In Portugal: Celebrating Early Childhood Education and Care (ECEC)
Twenty odd years ago, I was walking around with a microphone, passing it over to the audience member who wanted to ask a question (or, let's face it, ramble a 5 minute monologue with no interest in getting any answers). It was an annual meeting of APEI - the Portuguese Association for Early Childhood Education Professionals - and I was an undergrad student in early childhood education, happy to be helping my discipline by stacking chairs, straightening table cloths, folding programs, and, yes, passing the microphone around the audience after a keynote.
Today, I'm pleased to thank and acknowledge some of the women who have helped me developing my path in early childhood education in an article published by APEI, celebrating its 30th anniversary.
My contributions to the field have been taking many shapes over the years, mostly focusing on art, material explorations, ownership of learning, and play.
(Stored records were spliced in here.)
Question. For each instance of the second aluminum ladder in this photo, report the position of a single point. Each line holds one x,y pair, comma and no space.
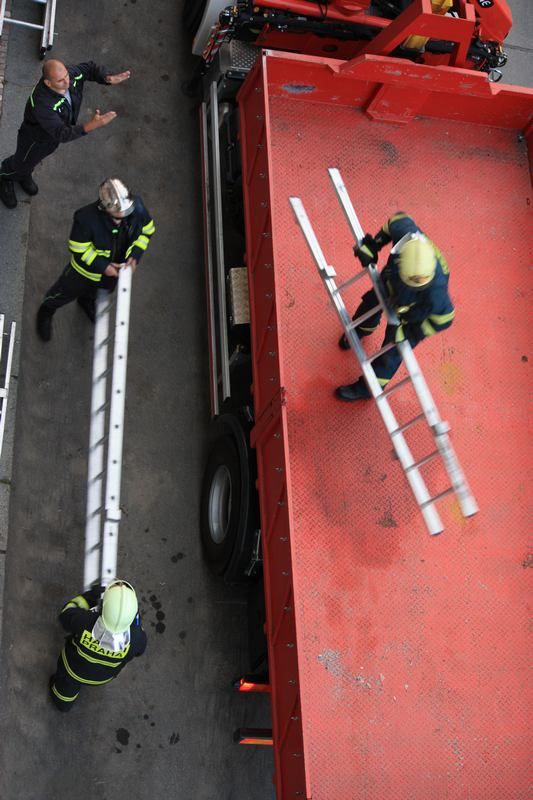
428,413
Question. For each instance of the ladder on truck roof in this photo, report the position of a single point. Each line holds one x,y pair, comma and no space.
47,28
429,414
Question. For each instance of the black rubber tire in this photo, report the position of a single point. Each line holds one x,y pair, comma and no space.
220,511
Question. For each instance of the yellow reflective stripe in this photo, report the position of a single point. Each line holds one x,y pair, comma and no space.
78,247
89,256
399,336
77,602
440,257
77,677
442,319
63,697
394,218
92,276
427,328
97,660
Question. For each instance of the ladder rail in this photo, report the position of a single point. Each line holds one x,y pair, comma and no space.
9,366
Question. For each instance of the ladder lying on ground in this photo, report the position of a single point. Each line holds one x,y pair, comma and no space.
4,390
429,414
103,515
47,39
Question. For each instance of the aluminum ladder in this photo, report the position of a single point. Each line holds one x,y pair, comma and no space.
47,39
104,469
4,390
428,411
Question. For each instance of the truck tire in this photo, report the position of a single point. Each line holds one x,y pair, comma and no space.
228,516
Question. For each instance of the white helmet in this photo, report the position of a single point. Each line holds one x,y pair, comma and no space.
115,198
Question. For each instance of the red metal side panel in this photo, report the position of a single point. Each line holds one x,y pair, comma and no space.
270,440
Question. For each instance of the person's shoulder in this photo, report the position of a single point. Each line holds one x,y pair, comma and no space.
89,212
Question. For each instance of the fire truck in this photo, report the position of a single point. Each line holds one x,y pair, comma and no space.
395,661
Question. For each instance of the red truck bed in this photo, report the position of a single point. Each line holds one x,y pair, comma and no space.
398,660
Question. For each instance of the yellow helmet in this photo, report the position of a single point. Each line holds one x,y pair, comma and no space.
119,606
417,263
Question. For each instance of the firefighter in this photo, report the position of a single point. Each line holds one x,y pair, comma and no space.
415,279
51,118
104,633
107,235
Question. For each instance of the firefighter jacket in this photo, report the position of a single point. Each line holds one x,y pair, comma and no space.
48,117
96,239
428,309
83,657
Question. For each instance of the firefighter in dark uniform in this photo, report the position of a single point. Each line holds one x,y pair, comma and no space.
107,235
415,279
51,118
102,638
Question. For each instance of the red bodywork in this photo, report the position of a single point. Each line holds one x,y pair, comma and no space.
398,661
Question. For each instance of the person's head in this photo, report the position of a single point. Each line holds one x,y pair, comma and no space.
417,263
55,76
119,606
115,198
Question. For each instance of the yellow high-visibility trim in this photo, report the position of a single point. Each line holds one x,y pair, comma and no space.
77,677
63,697
92,276
427,328
77,602
89,255
394,218
78,247
442,319
440,257
97,660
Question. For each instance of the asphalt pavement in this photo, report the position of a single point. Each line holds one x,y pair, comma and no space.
164,729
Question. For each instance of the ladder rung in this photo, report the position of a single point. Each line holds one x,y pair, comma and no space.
391,389
423,461
363,317
380,352
406,425
445,493
349,282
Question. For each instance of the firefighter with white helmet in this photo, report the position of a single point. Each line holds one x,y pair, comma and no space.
415,279
107,235
105,633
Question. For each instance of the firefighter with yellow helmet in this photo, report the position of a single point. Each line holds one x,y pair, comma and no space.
104,633
415,279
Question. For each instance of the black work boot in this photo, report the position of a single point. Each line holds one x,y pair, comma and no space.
353,391
89,306
7,193
44,323
29,186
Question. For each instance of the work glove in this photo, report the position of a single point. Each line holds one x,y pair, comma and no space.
367,251
93,595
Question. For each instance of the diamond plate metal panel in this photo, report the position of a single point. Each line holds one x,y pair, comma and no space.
411,650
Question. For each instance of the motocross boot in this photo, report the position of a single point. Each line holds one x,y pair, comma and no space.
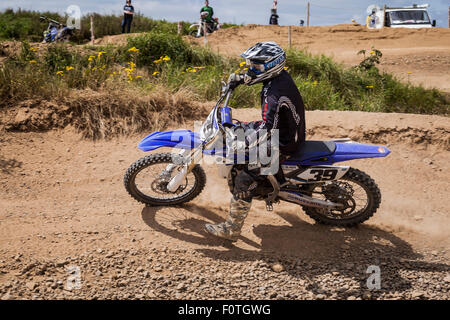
231,229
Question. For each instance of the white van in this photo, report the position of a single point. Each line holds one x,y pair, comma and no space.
415,16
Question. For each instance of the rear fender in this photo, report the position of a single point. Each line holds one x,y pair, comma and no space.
351,151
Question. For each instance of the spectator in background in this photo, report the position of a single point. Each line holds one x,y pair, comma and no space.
207,14
274,16
128,11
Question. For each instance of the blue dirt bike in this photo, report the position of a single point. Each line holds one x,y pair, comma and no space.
56,32
330,194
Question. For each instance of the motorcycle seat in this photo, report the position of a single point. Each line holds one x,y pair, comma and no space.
314,149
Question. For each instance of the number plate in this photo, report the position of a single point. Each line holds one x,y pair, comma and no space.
323,173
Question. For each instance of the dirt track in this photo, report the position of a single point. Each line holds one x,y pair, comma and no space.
63,203
425,53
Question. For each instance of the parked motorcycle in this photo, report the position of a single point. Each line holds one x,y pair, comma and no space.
56,31
330,194
198,28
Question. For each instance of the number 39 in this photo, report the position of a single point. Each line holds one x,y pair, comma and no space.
323,174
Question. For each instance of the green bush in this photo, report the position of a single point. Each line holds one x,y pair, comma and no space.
324,84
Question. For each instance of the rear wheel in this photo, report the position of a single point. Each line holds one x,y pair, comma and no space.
146,181
356,191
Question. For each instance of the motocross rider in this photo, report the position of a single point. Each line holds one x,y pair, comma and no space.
282,109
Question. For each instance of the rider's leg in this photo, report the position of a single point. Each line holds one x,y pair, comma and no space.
129,24
240,205
123,25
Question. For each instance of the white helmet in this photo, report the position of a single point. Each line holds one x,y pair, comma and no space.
265,61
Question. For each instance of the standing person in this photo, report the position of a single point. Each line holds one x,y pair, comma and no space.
274,16
128,12
372,20
282,108
209,13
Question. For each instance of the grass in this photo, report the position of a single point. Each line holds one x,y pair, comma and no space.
163,64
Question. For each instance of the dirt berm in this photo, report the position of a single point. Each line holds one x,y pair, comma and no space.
421,56
63,205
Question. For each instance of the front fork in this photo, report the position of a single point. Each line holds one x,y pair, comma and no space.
188,159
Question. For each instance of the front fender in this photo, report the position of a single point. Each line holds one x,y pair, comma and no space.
182,139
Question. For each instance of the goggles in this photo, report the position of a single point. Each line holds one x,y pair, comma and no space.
255,66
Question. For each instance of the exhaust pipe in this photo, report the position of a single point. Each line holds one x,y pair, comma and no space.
308,201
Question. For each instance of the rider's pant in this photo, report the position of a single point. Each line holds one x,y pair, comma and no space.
126,23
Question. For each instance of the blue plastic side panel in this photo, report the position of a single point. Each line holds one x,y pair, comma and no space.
344,152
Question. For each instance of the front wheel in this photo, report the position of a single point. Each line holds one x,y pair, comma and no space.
146,181
356,191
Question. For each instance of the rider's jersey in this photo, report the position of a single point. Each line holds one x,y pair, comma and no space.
283,109
210,13
128,8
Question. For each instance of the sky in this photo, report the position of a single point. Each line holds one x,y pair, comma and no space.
323,12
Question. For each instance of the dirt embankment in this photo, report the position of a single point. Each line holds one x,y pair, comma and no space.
421,56
63,205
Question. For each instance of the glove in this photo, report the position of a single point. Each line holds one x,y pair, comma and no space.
235,80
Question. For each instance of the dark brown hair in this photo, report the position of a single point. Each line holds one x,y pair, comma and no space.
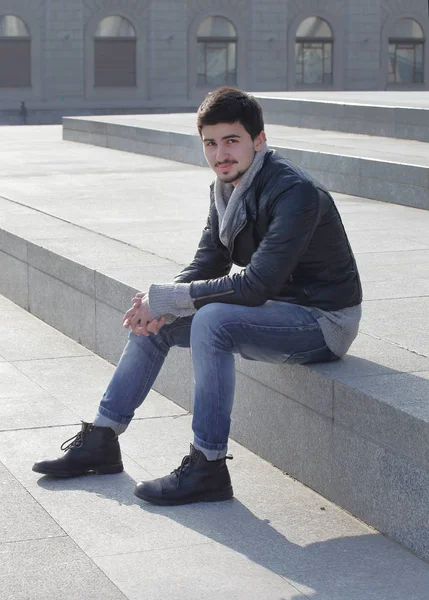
228,105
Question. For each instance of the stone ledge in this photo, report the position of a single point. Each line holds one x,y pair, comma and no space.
396,182
356,431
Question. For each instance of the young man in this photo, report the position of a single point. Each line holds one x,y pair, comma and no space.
296,300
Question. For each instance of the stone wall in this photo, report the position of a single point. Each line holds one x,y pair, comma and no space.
62,34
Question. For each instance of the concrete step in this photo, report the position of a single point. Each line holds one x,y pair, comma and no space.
276,539
83,228
386,114
385,169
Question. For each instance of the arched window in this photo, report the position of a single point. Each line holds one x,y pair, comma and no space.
313,52
217,52
406,51
115,53
15,53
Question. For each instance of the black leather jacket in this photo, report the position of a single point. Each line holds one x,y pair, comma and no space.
288,235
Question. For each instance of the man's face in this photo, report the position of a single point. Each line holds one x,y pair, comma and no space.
229,149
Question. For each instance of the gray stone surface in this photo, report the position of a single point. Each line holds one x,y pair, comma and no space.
54,568
90,537
391,410
24,338
287,434
401,115
14,279
63,307
134,220
22,518
391,488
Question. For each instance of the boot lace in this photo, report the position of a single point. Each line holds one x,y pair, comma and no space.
75,442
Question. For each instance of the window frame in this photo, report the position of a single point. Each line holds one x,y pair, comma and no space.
27,81
207,40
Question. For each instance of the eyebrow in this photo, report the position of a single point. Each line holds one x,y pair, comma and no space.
225,137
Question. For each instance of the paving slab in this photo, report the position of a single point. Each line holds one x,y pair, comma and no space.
90,537
51,568
393,114
117,188
388,169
I'm interested in the creation of possible spaces - physical, experiential, emotional, and intellectual! - between the fields of art, art education, and early childhood education and care. I do my share of keynoting and lecturing, and I still happily pass the mic around and listen.
Many of my fellow contributors to the APEI anniversary edition were at that same conference two decades ago. A few also wrote articles for this same issue, and their work is still just inspiring to me as it was then. You can read my article, Oferecer, ouvir, e responder: Explorações artísticas com crianças pequenas? here.
As I write about my studio work with the young children I teach, I reflect on the role of the teacher as a listener; as someone who provides challenges, support, and opportunities; as someone who - in Graeme Sullivan's words - builds her own redundancy.
I aim to let my students, children and adults, create their own paths through the worlds of art and learning - just as so many people keep helping me creating mine.